Bottom Line: Romania announces that construction will begin soon on a natural gas pipeline to neighboring Moldova, in a project that will underbid Gazprom prices and challenge Russia’s control in Moldova and with respect to the frozen conflict over Transnistria.
Analysis: On 17 July, Romanian President Traian Basescu visited Moldova, promising that construction on the natural gas pipeline connecting the two countries would begin on 27 August. The pipeline will have a capacity of 1.5 billion cubic meters per year. For Moldova, it would be a major energy coup, even though it’s just a small pipeline. Moldova consumes about 3-3.5 bcm of gas per year overall. But Transnistria, which accounts for only about 20% of Moldova’s total territory, uses a disproportionate amount of this gas—between 2 and 2.5 bcm per year. That means that the 80% of the territory controlled by the Moldovan capital Chisinau uses only one-third of the gas piped in from Gazprom.

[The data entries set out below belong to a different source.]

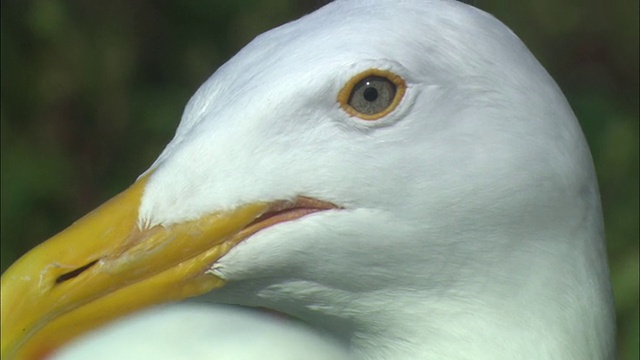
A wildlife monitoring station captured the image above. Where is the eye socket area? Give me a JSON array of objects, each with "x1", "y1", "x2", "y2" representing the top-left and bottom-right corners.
[{"x1": 338, "y1": 69, "x2": 407, "y2": 121}]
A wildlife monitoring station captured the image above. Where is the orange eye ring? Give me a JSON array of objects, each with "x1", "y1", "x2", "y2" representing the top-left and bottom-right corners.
[{"x1": 338, "y1": 69, "x2": 407, "y2": 121}]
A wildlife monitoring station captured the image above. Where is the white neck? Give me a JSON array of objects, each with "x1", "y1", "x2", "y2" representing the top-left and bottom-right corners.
[{"x1": 214, "y1": 222, "x2": 614, "y2": 360}]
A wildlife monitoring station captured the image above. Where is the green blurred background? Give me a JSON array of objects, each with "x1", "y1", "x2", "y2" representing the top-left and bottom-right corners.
[{"x1": 1, "y1": 1, "x2": 638, "y2": 358}]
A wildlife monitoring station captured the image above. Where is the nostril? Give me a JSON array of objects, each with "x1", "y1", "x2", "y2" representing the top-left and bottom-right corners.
[{"x1": 55, "y1": 260, "x2": 99, "y2": 284}]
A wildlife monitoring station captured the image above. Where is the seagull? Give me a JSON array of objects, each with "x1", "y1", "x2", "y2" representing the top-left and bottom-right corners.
[{"x1": 1, "y1": 0, "x2": 616, "y2": 359}]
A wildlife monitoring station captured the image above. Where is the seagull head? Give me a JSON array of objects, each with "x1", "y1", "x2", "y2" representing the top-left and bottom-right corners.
[{"x1": 1, "y1": 1, "x2": 614, "y2": 359}]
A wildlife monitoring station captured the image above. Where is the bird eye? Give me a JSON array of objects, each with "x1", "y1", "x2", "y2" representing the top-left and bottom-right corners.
[{"x1": 338, "y1": 69, "x2": 406, "y2": 120}]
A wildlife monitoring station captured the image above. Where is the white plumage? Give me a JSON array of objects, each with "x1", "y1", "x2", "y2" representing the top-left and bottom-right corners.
[
  {"x1": 4, "y1": 0, "x2": 616, "y2": 359},
  {"x1": 52, "y1": 304, "x2": 351, "y2": 360}
]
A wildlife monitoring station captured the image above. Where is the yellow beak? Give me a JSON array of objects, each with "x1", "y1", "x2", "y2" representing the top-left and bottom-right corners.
[{"x1": 0, "y1": 174, "x2": 336, "y2": 359}]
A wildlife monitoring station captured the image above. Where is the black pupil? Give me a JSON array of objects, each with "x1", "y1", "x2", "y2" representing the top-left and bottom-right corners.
[{"x1": 363, "y1": 86, "x2": 379, "y2": 102}]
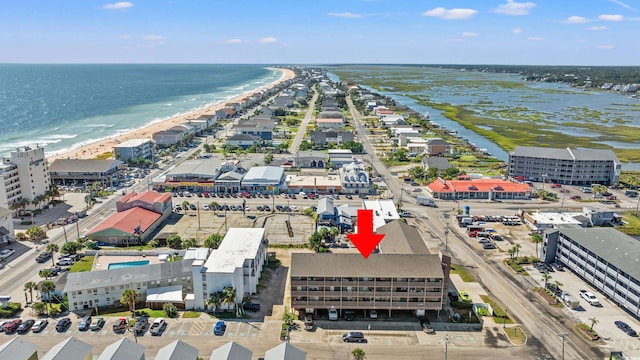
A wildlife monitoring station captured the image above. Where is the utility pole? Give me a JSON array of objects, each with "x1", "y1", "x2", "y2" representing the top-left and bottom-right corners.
[
  {"x1": 444, "y1": 226, "x2": 449, "y2": 253},
  {"x1": 197, "y1": 202, "x2": 201, "y2": 230},
  {"x1": 444, "y1": 333, "x2": 449, "y2": 360},
  {"x1": 558, "y1": 333, "x2": 568, "y2": 360},
  {"x1": 62, "y1": 224, "x2": 68, "y2": 243}
]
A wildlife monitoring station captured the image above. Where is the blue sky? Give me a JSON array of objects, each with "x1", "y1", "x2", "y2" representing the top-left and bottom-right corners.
[{"x1": 1, "y1": 0, "x2": 639, "y2": 65}]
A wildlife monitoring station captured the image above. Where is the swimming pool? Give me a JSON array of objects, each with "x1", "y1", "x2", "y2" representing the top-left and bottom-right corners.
[{"x1": 107, "y1": 260, "x2": 150, "y2": 270}]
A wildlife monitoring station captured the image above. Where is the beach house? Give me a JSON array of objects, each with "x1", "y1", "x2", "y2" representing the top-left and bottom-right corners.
[{"x1": 113, "y1": 138, "x2": 154, "y2": 162}]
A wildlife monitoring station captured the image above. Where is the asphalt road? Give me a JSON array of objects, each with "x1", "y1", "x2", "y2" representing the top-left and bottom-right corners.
[{"x1": 289, "y1": 88, "x2": 319, "y2": 153}]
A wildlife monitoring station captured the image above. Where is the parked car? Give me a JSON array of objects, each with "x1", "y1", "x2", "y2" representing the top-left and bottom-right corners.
[
  {"x1": 0, "y1": 320, "x2": 11, "y2": 332},
  {"x1": 615, "y1": 321, "x2": 637, "y2": 337},
  {"x1": 0, "y1": 249, "x2": 15, "y2": 259},
  {"x1": 328, "y1": 308, "x2": 338, "y2": 321},
  {"x1": 56, "y1": 318, "x2": 71, "y2": 332},
  {"x1": 242, "y1": 301, "x2": 261, "y2": 312},
  {"x1": 149, "y1": 318, "x2": 166, "y2": 336},
  {"x1": 304, "y1": 314, "x2": 314, "y2": 331},
  {"x1": 57, "y1": 258, "x2": 74, "y2": 266},
  {"x1": 35, "y1": 252, "x2": 51, "y2": 263},
  {"x1": 579, "y1": 290, "x2": 602, "y2": 306},
  {"x1": 90, "y1": 317, "x2": 105, "y2": 331},
  {"x1": 213, "y1": 321, "x2": 226, "y2": 336},
  {"x1": 31, "y1": 319, "x2": 48, "y2": 333},
  {"x1": 78, "y1": 316, "x2": 92, "y2": 331},
  {"x1": 112, "y1": 317, "x2": 128, "y2": 333},
  {"x1": 482, "y1": 243, "x2": 497, "y2": 249},
  {"x1": 3, "y1": 319, "x2": 22, "y2": 333},
  {"x1": 134, "y1": 317, "x2": 148, "y2": 335},
  {"x1": 342, "y1": 331, "x2": 367, "y2": 343},
  {"x1": 344, "y1": 310, "x2": 355, "y2": 321},
  {"x1": 17, "y1": 319, "x2": 35, "y2": 334},
  {"x1": 369, "y1": 310, "x2": 378, "y2": 319}
]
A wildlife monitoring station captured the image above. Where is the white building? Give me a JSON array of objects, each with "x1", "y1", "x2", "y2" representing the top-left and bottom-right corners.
[
  {"x1": 191, "y1": 228, "x2": 268, "y2": 310},
  {"x1": 0, "y1": 207, "x2": 14, "y2": 244},
  {"x1": 113, "y1": 138, "x2": 154, "y2": 162},
  {"x1": 339, "y1": 161, "x2": 370, "y2": 195},
  {"x1": 0, "y1": 146, "x2": 50, "y2": 212},
  {"x1": 363, "y1": 199, "x2": 400, "y2": 230}
]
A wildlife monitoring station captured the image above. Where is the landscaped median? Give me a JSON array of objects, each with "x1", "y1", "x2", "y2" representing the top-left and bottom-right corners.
[{"x1": 503, "y1": 326, "x2": 527, "y2": 346}]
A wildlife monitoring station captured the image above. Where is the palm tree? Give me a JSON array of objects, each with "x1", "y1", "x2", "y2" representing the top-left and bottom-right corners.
[
  {"x1": 352, "y1": 347, "x2": 366, "y2": 360},
  {"x1": 531, "y1": 234, "x2": 543, "y2": 258},
  {"x1": 508, "y1": 247, "x2": 516, "y2": 260},
  {"x1": 32, "y1": 302, "x2": 47, "y2": 316},
  {"x1": 39, "y1": 280, "x2": 56, "y2": 315},
  {"x1": 514, "y1": 244, "x2": 522, "y2": 259},
  {"x1": 121, "y1": 289, "x2": 139, "y2": 316},
  {"x1": 542, "y1": 272, "x2": 552, "y2": 289},
  {"x1": 222, "y1": 287, "x2": 237, "y2": 315},
  {"x1": 207, "y1": 291, "x2": 224, "y2": 314},
  {"x1": 329, "y1": 226, "x2": 340, "y2": 241},
  {"x1": 25, "y1": 280, "x2": 39, "y2": 303},
  {"x1": 46, "y1": 243, "x2": 59, "y2": 266},
  {"x1": 39, "y1": 269, "x2": 53, "y2": 279},
  {"x1": 588, "y1": 316, "x2": 599, "y2": 331},
  {"x1": 553, "y1": 280, "x2": 563, "y2": 293}
]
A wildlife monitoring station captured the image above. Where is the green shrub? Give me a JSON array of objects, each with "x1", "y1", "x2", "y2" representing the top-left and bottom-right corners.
[{"x1": 0, "y1": 302, "x2": 22, "y2": 318}]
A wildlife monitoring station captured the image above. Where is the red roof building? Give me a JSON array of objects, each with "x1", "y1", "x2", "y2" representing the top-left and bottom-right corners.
[
  {"x1": 426, "y1": 178, "x2": 532, "y2": 201},
  {"x1": 87, "y1": 191, "x2": 172, "y2": 245}
]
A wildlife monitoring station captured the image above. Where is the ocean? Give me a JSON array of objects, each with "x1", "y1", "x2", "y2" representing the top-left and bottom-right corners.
[{"x1": 0, "y1": 64, "x2": 281, "y2": 158}]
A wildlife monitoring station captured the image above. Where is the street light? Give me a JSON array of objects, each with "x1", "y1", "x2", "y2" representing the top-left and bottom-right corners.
[
  {"x1": 504, "y1": 308, "x2": 508, "y2": 328},
  {"x1": 558, "y1": 333, "x2": 568, "y2": 360},
  {"x1": 444, "y1": 227, "x2": 449, "y2": 253},
  {"x1": 541, "y1": 173, "x2": 548, "y2": 191}
]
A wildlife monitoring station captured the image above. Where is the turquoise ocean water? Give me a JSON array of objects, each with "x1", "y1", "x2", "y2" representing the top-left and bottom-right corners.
[{"x1": 0, "y1": 64, "x2": 281, "y2": 157}]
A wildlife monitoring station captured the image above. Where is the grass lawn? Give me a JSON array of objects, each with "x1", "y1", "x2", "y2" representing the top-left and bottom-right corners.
[
  {"x1": 504, "y1": 326, "x2": 527, "y2": 345},
  {"x1": 450, "y1": 264, "x2": 474, "y2": 282},
  {"x1": 69, "y1": 256, "x2": 94, "y2": 272},
  {"x1": 208, "y1": 312, "x2": 248, "y2": 320},
  {"x1": 97, "y1": 306, "x2": 165, "y2": 318},
  {"x1": 181, "y1": 311, "x2": 201, "y2": 318},
  {"x1": 479, "y1": 295, "x2": 513, "y2": 324},
  {"x1": 617, "y1": 212, "x2": 640, "y2": 236}
]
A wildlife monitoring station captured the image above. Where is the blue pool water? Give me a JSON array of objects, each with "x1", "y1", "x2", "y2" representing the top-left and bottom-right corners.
[{"x1": 107, "y1": 260, "x2": 150, "y2": 270}]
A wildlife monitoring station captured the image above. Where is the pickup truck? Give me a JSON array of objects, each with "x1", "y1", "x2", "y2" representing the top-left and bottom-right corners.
[
  {"x1": 579, "y1": 290, "x2": 602, "y2": 307},
  {"x1": 242, "y1": 301, "x2": 261, "y2": 312}
]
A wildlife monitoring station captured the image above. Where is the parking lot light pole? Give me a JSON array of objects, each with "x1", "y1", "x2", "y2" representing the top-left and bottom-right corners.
[
  {"x1": 444, "y1": 227, "x2": 449, "y2": 253},
  {"x1": 504, "y1": 309, "x2": 508, "y2": 329},
  {"x1": 558, "y1": 333, "x2": 568, "y2": 360}
]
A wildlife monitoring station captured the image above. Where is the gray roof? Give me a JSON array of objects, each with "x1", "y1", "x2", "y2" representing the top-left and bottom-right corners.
[
  {"x1": 42, "y1": 337, "x2": 92, "y2": 360},
  {"x1": 291, "y1": 253, "x2": 444, "y2": 278},
  {"x1": 510, "y1": 146, "x2": 619, "y2": 162},
  {"x1": 377, "y1": 220, "x2": 430, "y2": 255},
  {"x1": 97, "y1": 338, "x2": 144, "y2": 360},
  {"x1": 336, "y1": 204, "x2": 359, "y2": 217},
  {"x1": 63, "y1": 259, "x2": 194, "y2": 293},
  {"x1": 169, "y1": 158, "x2": 222, "y2": 177},
  {"x1": 209, "y1": 341, "x2": 252, "y2": 360},
  {"x1": 264, "y1": 343, "x2": 306, "y2": 360},
  {"x1": 317, "y1": 197, "x2": 334, "y2": 215},
  {"x1": 295, "y1": 150, "x2": 326, "y2": 160},
  {"x1": 422, "y1": 157, "x2": 451, "y2": 170},
  {"x1": 0, "y1": 207, "x2": 12, "y2": 218},
  {"x1": 242, "y1": 166, "x2": 284, "y2": 183},
  {"x1": 227, "y1": 134, "x2": 259, "y2": 141},
  {"x1": 155, "y1": 340, "x2": 199, "y2": 360},
  {"x1": 550, "y1": 228, "x2": 640, "y2": 280},
  {"x1": 217, "y1": 171, "x2": 244, "y2": 181},
  {"x1": 0, "y1": 338, "x2": 37, "y2": 360},
  {"x1": 426, "y1": 138, "x2": 449, "y2": 146},
  {"x1": 49, "y1": 159, "x2": 123, "y2": 173}
]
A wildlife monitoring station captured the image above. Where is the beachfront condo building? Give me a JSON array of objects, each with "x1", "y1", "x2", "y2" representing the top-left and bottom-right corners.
[
  {"x1": 0, "y1": 145, "x2": 50, "y2": 212},
  {"x1": 507, "y1": 146, "x2": 621, "y2": 185},
  {"x1": 113, "y1": 138, "x2": 154, "y2": 162}
]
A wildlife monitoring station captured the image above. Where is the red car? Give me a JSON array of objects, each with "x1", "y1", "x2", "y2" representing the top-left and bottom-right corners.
[{"x1": 4, "y1": 319, "x2": 22, "y2": 333}]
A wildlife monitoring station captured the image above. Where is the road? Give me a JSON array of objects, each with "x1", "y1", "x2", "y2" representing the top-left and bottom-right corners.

Recommendation: Look for a proxy response here from Gazprom, which will do whatever it can to make this project disappear. The most likely way for this to go down is for Russia to use Transnistria to disrupt this project without leaving an official trace of its involvement. So this pipeline is a double-edged sword for Moldova (for Chisinau): Simultaneously, it can remove Russia’s power over the country, and its energy monopoly, but it could also start a new phase in the conflict over Transnistria. Gazprom usually wins these battles, so watch what happens in Transnistria carefully, where the authorities are likely to physically disrupt supplies if the new pipeline actually gets off the ground. If they do, it will be on orders from Moscow, to which it owes about $4 billion in debt (all to Gazprom).